Publié le 27/03/2025 par Malko Douglas Tolley, Cyril Desmet et Vinnie Ky-Maka / Catégorie: Entrevue

Sachin, mémoire d’un soldat inconnu : de l’Inde rurale aux Flandres


Sachin est un réalisateur venu du Rajasthan, en Inde, dans le cadre de la formation Doc Nomads pour étudier le cinéma en Europe. Il a commencé son périple au Portugal avant de se rendre en Hongrie à Budapest. Son séjour européen s’est clôturé en Belgique à Luka, School of Arts à Bruxelles avec la réalisation de son court-métrage In Flanders Fields, gagnant du prix du jury Cinergie au festival En Ville!. Il a également obtenu de nombreuses mentions en Inde, notamment la mention spéciale au Emami Art Experimental Film Festival 2024 (EAEFF).  

 

Cinergie : Comment avez-vous eu l’idée de traiter ce sujet sur l’histoire des soldats indiens envoyés combattre en Flandre durant la Première Guerre mondiale ?

Sachin : Je suis originaire du Rajasthan. Que ce soit au Portugal, en Hongrie ou en Belgique, j’ai à chaque fois eu le besoin de retourner vers le monde rural dont je suis originaire. J’ai beaucoup pris le train durant mon séjour en Europe afin de me rendre dans la nature, notamment dans les champs, en Flandre.
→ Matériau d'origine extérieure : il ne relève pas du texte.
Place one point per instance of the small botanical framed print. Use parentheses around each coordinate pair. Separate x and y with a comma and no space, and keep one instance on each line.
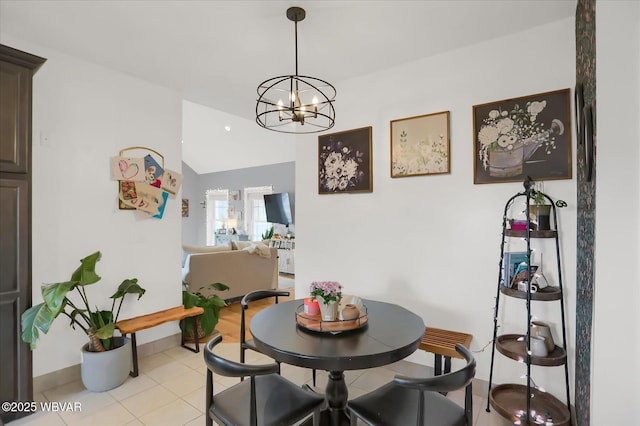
(420,145)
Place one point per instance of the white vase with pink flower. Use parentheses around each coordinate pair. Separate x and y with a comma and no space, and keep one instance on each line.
(328,294)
C’est comme ça que j’ai appris ce pan de l’histoire et que l’idée m’est venue de traiter ce sujet en lien avec l’histoire de mon pays. J’ai vu beaucoup de cimetières de guerre durant ces périples dans le monde rural et je suis tombé sur ces noms indiens. Je suis resté choqué de voir ça et je me suis intéressé au sujet.

 

C. : Votre film est la narration d’une lettre qui date de la Première Guerre mondiale. Comment avez-vous trouvé cette correspondance ? Quelle est l’histoire de ce texte ?
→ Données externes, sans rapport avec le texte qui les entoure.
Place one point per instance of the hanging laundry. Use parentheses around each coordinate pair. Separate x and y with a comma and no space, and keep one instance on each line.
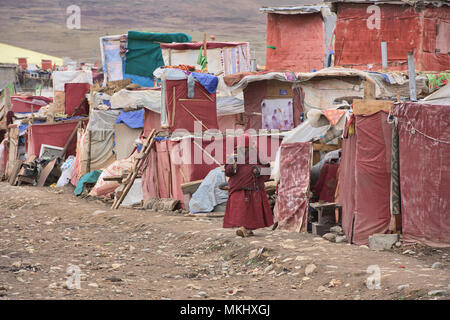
(144,53)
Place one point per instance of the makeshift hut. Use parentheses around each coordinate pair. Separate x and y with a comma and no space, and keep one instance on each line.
(423,169)
(299,37)
(223,58)
(422,27)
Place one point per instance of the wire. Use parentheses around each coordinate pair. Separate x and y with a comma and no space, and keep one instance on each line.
(412,130)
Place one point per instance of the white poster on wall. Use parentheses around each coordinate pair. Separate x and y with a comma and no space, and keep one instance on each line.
(277,114)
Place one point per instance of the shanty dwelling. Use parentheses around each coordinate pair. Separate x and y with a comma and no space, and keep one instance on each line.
(299,38)
(365,174)
(418,26)
(223,58)
(422,130)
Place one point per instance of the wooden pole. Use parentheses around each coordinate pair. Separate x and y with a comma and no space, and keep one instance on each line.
(173,105)
(412,77)
(193,116)
(136,167)
(205,50)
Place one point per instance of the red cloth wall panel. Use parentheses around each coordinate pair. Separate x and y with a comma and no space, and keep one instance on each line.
(23,104)
(299,41)
(202,106)
(152,120)
(347,184)
(424,173)
(163,168)
(254,94)
(150,186)
(229,121)
(291,207)
(373,176)
(55,134)
(74,94)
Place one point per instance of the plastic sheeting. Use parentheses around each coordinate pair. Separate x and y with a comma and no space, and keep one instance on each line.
(102,119)
(302,133)
(54,134)
(60,78)
(291,206)
(117,168)
(424,151)
(365,178)
(183,114)
(134,196)
(132,99)
(208,194)
(133,119)
(74,94)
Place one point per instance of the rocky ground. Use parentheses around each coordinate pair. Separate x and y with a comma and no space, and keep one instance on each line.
(47,235)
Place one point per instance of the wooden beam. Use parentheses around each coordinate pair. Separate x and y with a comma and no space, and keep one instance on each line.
(364,106)
(369,90)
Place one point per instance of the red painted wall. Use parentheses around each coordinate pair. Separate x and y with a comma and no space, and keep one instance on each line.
(299,41)
(403,28)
S. : Au départ, je ne savais donc pas grand-chose de ce pan de notre histoire nationale. Je me suis mis à lire sur le sujet et j’ai appris que près d’1,4 million d’Indiens ont été impliqués dans des combats durant la Première Guerre mondiale. Ce sont les Britanniques qui les ont amenés. J’ai ensuite trouvé un livre avec des lettres et c’est comme ça que ça a débuté. Il s’agit d’une collection de lettres de soldats indiens. Il doit y avoir aux alentours de 750 lettres dans ce livre. Elles ont été traduites. Il existe plusieurs livres sur le sujet. Je suis allé aux archives du musée qui se situe à Ypres, en Flandre, et j’ai trouvé toute la documentation nécessaire. J’ai ensuite multiplié mes visites aux musées et dans les cimetières avoisinants pour trouver les noms des victimes. J’ai même trouvé des archives audio de l’époque à l’Université Humboldt à Berlin. C’étaient des enregistrements de prisonniers de guerre. Ils avaient inventé une machine pour enregistrer l’audio. Mon idée de départ était de créer un musée des voix, mais ça a ensuite évolué vers autre chose.

 

C. : Votre film n’est pas uniquement documentaire, mais également une sorte de fiction. Comment avez-vous eu l’idée de mélanger cette voix qui lit la lettre avec des archives et des éléments d’animation ?

S. : En réalité, ce n’est pas une lettre, mais une compilation de plusieurs lettres pour en recréer une seule et un récit. C’est issu d’une réalité puisque les lettres ont été écrites, mais je les ai ensuite assemblées pour créer un récit. C’est mon ami Ekron qui lit les lettres, avec l’accent indien. Je n’ai pas écrit le texte, ce sont vraiment une compilation d’extraits des textes originaux. Certaines de ces lettres étaient très sérieuses et précises, d’autres plus poétiques. De plus, beaucoup de ces lettres n’ont pas été écrites par les soldats eux-mêmes, qui ne savaient ni lire ni écrire, mais par des personnes qui les ont écrites pour eux.

 

C. : Votre film In Flanders Fields s’inscrit dans la tradition du documentaire belge, mais il porte aussi une empreinte indienne liée à vos origines. Quels éléments considérez-vous comme typiquement belges et lesquels relèvent davantage de votre culture indienne ?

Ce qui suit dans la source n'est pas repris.